Shea takes over amid the hurly-burly of COVID-19, which continues to reshape how businesses buy and consume storage and other IT services.
Prior to joining Panasas in November 2014, Shea logged time as an executive with Sandisk (now part of Western Digital Corp.) and Symantec. He also served as president and CEO at two storage startups: caching appliance vendor Gear6, which was acquired by Violin Memory (now Violin Systems), and sync-and-share vendor Mirra, which Seagate acquired.
SearchStorage recently spoke with Shea on the state of the storage industry and his vision to make Panasas storage more competitive with scale-out NAS products such as Dell EMC Isilon, NetApp FAS and Pure Storage FlashBlade storage systems.
What was the most challenging aspect of doing business during COVID restrictions?
Tom Shea: It's one of those things where we got lucky. Two years ago, we made an investment in [buying] all the systems we need to bring our team together from different parts of the world. We have our headquarters in Sunnyvale [Calif.] and another office in Pittsburgh. We didn't miss a beat when going remote, in terms of productivity of our engineering team or our support team. There's no question, though, that it is a lot harder to deal with customer installations when you're remote. Most of our installs over the last year have happened remotely between us and our customers.
What's your strategy to expose Panasas storage to more enterprises?
Tom Shea: As our business changes and our strategy changes, we are going to add people in areas of the company that that have not been a big point of emphasis for our company in the past. The plan is to increase our sales footprint. We have some good partnerships, but I'm focused on expanding our external partnerships with either OEMs or resellers. We aspired to do that in the past, but it wasn't practical until we made the new platform portable to run on different qualified hardware. Now we can work with [additional] partners more easily than we could before.
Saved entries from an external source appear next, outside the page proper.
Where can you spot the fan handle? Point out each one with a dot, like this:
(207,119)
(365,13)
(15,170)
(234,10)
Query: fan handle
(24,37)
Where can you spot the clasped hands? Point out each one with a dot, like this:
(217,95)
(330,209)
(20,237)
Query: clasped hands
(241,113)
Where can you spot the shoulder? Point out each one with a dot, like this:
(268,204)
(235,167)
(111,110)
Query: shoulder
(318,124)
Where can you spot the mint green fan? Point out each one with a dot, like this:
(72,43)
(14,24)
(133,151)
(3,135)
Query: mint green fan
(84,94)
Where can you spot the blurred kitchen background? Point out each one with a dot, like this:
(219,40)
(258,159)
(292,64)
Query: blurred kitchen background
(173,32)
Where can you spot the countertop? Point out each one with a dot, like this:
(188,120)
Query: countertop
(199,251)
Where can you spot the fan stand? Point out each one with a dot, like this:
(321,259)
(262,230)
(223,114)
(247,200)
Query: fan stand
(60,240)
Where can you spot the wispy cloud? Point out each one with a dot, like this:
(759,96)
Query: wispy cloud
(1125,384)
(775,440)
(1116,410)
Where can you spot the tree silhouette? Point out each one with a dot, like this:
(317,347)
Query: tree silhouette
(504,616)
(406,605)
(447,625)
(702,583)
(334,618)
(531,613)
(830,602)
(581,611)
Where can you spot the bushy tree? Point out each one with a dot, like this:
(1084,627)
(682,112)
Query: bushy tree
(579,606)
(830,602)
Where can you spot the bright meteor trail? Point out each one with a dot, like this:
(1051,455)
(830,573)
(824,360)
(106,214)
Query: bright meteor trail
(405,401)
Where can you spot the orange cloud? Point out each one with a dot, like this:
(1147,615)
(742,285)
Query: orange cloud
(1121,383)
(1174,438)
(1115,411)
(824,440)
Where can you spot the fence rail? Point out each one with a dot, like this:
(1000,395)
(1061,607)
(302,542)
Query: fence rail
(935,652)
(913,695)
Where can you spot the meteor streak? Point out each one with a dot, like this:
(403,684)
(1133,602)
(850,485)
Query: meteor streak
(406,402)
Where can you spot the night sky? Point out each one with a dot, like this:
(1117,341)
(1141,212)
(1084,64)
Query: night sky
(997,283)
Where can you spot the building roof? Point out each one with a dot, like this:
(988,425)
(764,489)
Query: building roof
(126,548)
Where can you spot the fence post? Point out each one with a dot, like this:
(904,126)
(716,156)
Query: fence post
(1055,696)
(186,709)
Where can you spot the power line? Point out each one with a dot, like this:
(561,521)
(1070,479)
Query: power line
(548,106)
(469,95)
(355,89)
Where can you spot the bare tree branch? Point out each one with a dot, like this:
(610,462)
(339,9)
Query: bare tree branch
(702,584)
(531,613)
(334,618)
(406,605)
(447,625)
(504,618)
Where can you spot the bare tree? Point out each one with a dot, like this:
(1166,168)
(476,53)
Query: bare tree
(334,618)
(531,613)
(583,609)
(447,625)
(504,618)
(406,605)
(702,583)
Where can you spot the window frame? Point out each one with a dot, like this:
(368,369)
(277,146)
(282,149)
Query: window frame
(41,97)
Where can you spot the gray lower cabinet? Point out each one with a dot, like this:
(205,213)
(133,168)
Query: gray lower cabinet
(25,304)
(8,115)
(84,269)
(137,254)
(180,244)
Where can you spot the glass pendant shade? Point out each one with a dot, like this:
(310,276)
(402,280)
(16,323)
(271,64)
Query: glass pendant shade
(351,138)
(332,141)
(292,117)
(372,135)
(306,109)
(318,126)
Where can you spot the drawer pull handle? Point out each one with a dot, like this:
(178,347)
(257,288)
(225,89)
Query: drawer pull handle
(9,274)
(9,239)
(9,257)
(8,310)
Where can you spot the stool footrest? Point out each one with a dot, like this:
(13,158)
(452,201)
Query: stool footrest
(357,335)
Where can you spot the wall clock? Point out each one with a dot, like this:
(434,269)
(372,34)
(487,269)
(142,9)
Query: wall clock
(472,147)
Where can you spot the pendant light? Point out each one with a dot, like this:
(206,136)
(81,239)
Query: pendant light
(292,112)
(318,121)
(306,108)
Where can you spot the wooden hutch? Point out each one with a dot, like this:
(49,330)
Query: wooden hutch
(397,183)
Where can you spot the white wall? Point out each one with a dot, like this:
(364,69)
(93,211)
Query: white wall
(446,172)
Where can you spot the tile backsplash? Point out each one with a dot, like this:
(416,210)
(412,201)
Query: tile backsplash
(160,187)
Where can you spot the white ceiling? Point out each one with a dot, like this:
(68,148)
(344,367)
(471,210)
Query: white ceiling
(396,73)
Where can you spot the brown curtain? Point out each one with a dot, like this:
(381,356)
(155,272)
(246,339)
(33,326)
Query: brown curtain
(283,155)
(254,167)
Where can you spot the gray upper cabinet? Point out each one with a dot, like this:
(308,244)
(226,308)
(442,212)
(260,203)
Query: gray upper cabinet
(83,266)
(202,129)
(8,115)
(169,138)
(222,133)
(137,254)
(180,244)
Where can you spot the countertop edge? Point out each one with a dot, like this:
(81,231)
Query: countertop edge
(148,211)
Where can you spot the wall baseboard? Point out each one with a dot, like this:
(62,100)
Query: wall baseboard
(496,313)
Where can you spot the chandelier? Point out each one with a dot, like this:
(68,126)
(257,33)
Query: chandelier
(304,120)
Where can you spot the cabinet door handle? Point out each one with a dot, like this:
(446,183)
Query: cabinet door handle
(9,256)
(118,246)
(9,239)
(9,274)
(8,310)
The Panasas ActiveStor redesign is based on qualified Intel-based storage nodes. Will PanFS be licensed as a software-only product at some point?
Tom SheaCEO, Panasas
Tom Shea: That isn't what we mean by portability. We have separated the software from the underlying hardware by moving to Linux. We made a bunch of different changes, but we don't make any modifications at the kernel level. We made it so our software will run on just about any hardware that meets the specs. That said, our users still expect us to deliver the experience of high-performance computing, so we have to be choosy about our partners. That's why we refer to PanFS as being portable, as opposed to software-defined.
Competition among HPC storage providers is heating up, with established vendors trying to move upstream. What's your plan to gain ground in the enterprise segment?
Tom Shea: With our previous Panasas-specific hardware, we had a couple different models that were all fairly similar. That made it hard to take market share. The new ActiveStor platform makes us more competitive on larger deals. There are many enterprise-type customers where the decision-maker in IT is fundamentally trying to figure out how AI and HPC infrastructure elements can be combined to create strategic business value. That decision-maker is our target customer.
Our customers are airline manufacturers, engine manufacturers, that simulate alternative fuels. We're now seeing a lot of progress [selling to] bio labs. They've got all these pieces of equipment spitting out huge amounts of data. Those folks don't think like traditional HPC guys, in terms of wanting to build their own stuff or work with open source. They're looking for an appliance and a great enterprise-type experience.